Le moteur hybride est rechargeable sur le réseau EDF ; il faut 20 minutes pour le recharger à 80 %. En l’air, on peut produire ou non de l’électricité pour recharger la batterie, lorsque l’on utilise le moteur thermique. Cela dépend du projet de vol. S’il y a une étape dans le voyage et qu’il n’y a pas de bornes de recharge au sol, on peut recharger les batteries pour assurer un décollage et un atterrissage supplémentaire sans bruit et sans émission de CO2. Sinon, la batterie permet de faire un décollage et un atterrissage et donc de limiter la consommation de carburant en vol ; elle est plus importante si on produit de l’électricité pour les batteries.
Avions taxi
Ces caractéristiques offrent de « la flexibilité » aux voyages. Elles ouvrent aussi une porte au transport à la demande. Des sociétés d’avions taxi sont actuellement démarchées pour leur soumettre les opportunités ouvertes par cet avion, qui permet de transporter un voyageur, en ne comptant pas le pilote.
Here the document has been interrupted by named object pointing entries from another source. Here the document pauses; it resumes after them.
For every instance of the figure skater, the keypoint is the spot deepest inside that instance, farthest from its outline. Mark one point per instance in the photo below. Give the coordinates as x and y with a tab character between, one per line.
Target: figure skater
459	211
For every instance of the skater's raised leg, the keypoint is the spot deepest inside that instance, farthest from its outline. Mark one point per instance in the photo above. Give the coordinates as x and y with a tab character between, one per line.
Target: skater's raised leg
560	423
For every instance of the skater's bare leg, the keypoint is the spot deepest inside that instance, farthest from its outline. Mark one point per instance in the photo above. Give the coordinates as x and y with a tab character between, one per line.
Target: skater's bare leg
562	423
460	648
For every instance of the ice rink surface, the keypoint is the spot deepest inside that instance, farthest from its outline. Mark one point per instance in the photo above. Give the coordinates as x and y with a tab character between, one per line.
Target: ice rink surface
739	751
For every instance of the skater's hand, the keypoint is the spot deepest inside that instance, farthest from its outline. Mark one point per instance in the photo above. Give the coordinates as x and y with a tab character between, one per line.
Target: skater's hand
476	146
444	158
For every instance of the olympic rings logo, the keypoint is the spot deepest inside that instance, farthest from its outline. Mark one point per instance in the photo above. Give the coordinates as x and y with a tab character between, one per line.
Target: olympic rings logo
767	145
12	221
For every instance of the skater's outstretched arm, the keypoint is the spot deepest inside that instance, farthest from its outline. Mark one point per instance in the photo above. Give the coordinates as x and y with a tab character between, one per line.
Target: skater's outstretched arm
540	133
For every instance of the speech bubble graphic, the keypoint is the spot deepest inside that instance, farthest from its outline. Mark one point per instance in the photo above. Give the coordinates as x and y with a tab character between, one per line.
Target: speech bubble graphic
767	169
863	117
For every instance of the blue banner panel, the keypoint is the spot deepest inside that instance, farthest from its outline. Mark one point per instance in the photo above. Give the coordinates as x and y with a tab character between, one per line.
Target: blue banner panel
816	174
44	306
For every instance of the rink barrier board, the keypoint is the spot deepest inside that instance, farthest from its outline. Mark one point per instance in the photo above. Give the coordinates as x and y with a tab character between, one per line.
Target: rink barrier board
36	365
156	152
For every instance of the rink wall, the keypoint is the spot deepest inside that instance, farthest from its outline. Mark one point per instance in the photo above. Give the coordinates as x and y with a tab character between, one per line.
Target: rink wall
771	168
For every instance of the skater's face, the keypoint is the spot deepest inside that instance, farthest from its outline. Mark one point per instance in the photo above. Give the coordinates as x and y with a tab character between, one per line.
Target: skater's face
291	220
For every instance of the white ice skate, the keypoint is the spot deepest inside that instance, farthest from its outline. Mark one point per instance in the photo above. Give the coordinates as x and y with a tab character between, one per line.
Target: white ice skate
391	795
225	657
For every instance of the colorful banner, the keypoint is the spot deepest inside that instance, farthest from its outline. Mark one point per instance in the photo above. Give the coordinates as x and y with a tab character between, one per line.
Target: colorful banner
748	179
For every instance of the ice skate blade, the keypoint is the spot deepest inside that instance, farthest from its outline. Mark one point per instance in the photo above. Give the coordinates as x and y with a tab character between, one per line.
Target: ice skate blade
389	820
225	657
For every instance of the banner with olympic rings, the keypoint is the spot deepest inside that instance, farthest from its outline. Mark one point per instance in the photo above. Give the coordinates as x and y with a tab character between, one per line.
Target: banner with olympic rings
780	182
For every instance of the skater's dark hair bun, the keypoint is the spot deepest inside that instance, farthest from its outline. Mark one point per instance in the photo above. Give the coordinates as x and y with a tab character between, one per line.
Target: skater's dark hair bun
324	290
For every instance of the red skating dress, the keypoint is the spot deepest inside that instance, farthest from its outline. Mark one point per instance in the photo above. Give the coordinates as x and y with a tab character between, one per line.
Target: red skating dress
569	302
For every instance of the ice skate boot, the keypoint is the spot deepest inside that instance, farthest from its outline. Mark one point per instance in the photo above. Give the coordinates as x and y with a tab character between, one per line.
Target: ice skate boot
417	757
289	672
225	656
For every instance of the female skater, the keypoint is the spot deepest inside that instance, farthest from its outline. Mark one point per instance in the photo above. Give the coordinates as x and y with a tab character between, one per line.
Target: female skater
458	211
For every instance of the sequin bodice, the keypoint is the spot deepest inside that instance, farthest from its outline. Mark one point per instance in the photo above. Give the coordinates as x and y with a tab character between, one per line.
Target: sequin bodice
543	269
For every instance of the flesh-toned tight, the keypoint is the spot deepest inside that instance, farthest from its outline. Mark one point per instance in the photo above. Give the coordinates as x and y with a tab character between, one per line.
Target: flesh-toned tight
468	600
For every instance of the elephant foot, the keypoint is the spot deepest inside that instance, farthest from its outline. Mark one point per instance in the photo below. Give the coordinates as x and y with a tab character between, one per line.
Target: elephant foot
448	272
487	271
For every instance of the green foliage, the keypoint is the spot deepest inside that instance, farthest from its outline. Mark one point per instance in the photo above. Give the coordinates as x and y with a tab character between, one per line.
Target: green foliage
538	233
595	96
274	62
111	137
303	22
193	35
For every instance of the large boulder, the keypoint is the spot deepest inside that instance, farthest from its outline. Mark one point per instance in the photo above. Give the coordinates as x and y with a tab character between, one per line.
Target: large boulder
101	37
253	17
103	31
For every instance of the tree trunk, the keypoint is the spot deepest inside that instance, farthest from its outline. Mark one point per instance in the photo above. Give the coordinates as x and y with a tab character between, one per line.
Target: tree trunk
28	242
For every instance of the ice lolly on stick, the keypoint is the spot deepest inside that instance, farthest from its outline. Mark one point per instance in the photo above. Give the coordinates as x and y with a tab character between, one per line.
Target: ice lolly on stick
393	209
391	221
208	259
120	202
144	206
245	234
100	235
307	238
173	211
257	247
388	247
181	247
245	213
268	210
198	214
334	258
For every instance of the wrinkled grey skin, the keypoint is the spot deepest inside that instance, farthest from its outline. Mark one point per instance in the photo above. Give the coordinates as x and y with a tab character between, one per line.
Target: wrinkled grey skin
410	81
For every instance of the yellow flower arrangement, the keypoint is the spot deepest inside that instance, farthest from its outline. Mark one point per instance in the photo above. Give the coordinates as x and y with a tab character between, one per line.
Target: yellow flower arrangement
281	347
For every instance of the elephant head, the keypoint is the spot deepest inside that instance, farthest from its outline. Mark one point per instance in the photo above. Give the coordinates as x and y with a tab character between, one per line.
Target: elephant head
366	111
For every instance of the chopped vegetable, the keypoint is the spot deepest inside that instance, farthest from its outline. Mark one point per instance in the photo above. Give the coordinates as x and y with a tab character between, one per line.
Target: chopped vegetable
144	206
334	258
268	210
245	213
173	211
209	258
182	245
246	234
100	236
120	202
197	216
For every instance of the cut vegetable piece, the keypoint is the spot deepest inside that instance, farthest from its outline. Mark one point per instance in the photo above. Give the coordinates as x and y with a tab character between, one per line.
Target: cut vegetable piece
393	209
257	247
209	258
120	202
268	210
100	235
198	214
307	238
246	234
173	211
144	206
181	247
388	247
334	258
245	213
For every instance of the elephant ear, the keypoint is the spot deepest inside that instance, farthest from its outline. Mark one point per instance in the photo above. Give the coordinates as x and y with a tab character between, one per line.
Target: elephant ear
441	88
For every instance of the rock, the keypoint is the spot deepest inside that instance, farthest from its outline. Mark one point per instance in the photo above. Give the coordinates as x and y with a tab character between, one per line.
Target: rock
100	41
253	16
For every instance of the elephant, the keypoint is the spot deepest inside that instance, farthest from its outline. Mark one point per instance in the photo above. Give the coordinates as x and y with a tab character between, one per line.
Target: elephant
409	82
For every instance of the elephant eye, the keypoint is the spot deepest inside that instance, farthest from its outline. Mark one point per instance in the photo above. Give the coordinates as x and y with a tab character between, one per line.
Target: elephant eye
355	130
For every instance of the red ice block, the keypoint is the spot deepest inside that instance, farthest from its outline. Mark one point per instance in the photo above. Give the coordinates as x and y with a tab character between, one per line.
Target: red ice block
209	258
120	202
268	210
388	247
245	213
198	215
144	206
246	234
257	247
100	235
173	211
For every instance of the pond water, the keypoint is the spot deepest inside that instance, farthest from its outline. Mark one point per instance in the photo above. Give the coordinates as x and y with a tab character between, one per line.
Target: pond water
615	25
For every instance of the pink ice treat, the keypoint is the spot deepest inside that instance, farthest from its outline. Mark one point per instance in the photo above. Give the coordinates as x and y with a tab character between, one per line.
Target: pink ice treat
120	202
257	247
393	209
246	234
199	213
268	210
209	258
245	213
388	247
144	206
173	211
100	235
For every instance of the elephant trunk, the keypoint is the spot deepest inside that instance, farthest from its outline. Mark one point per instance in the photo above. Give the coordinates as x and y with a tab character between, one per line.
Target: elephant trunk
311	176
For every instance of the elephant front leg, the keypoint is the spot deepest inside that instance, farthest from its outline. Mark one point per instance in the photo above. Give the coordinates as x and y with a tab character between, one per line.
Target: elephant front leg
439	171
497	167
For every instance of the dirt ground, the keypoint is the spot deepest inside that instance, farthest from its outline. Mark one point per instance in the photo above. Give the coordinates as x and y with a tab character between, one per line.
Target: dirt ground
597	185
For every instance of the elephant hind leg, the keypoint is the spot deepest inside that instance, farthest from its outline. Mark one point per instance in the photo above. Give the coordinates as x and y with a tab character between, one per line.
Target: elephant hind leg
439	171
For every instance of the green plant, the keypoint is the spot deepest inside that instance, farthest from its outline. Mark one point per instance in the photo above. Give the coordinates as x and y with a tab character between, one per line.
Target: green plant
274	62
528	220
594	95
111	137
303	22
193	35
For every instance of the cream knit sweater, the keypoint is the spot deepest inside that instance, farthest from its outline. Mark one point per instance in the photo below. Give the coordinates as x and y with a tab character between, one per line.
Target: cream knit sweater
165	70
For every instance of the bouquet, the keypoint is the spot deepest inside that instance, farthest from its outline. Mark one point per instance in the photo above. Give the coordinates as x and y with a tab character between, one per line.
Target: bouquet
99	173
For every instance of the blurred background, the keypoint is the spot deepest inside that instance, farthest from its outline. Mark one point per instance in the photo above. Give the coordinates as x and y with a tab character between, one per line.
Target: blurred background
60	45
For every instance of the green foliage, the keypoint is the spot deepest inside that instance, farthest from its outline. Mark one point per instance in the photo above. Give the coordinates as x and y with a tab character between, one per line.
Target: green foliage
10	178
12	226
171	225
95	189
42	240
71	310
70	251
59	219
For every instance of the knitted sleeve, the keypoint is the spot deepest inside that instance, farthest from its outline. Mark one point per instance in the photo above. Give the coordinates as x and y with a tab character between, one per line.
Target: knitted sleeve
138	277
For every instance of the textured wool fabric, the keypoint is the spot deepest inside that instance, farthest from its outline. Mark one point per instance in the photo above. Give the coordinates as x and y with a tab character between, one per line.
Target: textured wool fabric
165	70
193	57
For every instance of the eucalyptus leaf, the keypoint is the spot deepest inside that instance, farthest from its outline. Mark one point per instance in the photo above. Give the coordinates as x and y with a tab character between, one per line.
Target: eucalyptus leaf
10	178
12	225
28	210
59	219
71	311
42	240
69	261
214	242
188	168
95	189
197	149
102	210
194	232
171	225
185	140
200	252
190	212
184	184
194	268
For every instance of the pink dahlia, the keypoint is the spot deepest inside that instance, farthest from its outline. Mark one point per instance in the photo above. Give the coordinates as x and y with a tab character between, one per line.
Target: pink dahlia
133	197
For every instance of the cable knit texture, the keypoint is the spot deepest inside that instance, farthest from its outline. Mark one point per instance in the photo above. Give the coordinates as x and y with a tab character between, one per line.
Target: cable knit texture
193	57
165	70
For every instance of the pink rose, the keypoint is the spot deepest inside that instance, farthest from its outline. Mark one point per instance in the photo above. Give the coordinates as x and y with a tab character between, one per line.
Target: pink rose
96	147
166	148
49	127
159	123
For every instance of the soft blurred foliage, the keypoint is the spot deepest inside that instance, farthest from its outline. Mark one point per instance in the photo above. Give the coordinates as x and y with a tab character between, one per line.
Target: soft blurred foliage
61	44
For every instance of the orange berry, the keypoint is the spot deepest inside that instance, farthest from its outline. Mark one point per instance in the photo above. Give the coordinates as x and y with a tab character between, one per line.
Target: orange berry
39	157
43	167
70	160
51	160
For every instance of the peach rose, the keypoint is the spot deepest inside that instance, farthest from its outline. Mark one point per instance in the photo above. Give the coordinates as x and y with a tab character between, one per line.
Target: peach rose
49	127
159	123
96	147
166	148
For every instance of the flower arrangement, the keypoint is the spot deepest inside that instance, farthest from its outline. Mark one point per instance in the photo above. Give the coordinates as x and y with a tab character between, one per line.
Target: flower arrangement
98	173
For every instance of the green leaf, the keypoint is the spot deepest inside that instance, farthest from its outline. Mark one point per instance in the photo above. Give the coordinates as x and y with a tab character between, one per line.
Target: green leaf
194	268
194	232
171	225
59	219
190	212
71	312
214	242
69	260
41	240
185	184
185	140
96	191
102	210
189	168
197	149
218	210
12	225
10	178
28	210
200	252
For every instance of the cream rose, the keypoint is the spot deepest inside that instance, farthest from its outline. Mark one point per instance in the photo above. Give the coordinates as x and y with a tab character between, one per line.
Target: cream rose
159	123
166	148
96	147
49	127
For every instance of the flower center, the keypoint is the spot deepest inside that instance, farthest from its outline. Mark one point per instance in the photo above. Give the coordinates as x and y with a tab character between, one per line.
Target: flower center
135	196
Mais après le développement de l’Alerion MH1, Avions Mauboussin va développer l’Alcyon, qui devrait pouvoir transporter cinq personnes, ouvrant encore plus les perspectives de ce marché. Le Griffon, autre déclinaison future de la gamme – dont les noms sont issus de l’histoire de l’héraldique –, sera destiné à la voltige.
Au-delà de ce marché du transport, l’Alerion s’adresse aux pilotes-propriétaires. Avions Mauboussin essaie de proposer un avion dont le prix avoisine les 300 000 euros. D’ici 2030, on devrait pouvoir proposer des avions avec un décollage et un atterrissage autonome. Le développement de l’hydrogène est déjà envisagé (lire par ailleurs).
D’ici la fin de l’année, le bureau d’études comptera une quinzaine de collaborateurs. Un prototype est attendu dans les prochains mois. Entre 2022 et 2024, ce sera la phase d’industrialisation et de certification de l’appareil. « Le plus gros de l’unité de production sera ici », garantit David Gallezot. Ce qui concerne la cellule – c’est-à-dire la structure de l’appareil – et l’assemblage seront effectués dans le secteur. Des éléments techniques sont produits ailleurs. Avions Mauboussin achète par exemple le moteur électrique en Slovénie ; c’est le seul moteur électrique certifié. Il en est de même pour l’hélice. La première vente commerciale est espérée fin 2024. Et les annonces d’Airbus en faveur d’un avion hydrogène, fin septembre, ont donné du crédit à cette démarche. Et un sacré souffle en faveur d’une nouvelle approche de la mobilité aérienne.
UTBM, FC Lab, l'écosystème belfortain favorable
David Gallezot est originaire du Doubs. Il a débuté son projet à Metz. Et il est arrivé à Belfort un peu par hasard. Il a entendu parler en 2014 d’un projet mené par des étudiants de l’université de technologie de Belfort-Montbéliard (UTBM) ; ils planchaient sur un avion-taxi dans le cadre de leurs études de design. Il apprécie alors « le coup de patte ». Il leur confie ensuite le cahier des charges de l’Alerion, pour réaliser l’étude de style. Il en sort la première version du projet. En parallèle, David Gallezot découvre l’existence du département énergie et propulsion. Il n’en faut pas plus pour le motiver. Il vient s’installer à Belfort, où il pose ses valises en 2017. L’écosystème est favorable. Depuis quelques semaines, il dispose d’un hangar au Techn’Hom, où est installé son bureau d’études. Il dispose aussi d’un banc d’essais au FC Lab, à un jet de pierre de son bureau. Il a reçu des financements publics pour réaliser l’étude de faisabilité de l’hydrogène. Dans quelques mois, Avions Mauboussin va s’installer aussi dans un aérodrome, pour assembler le prototype.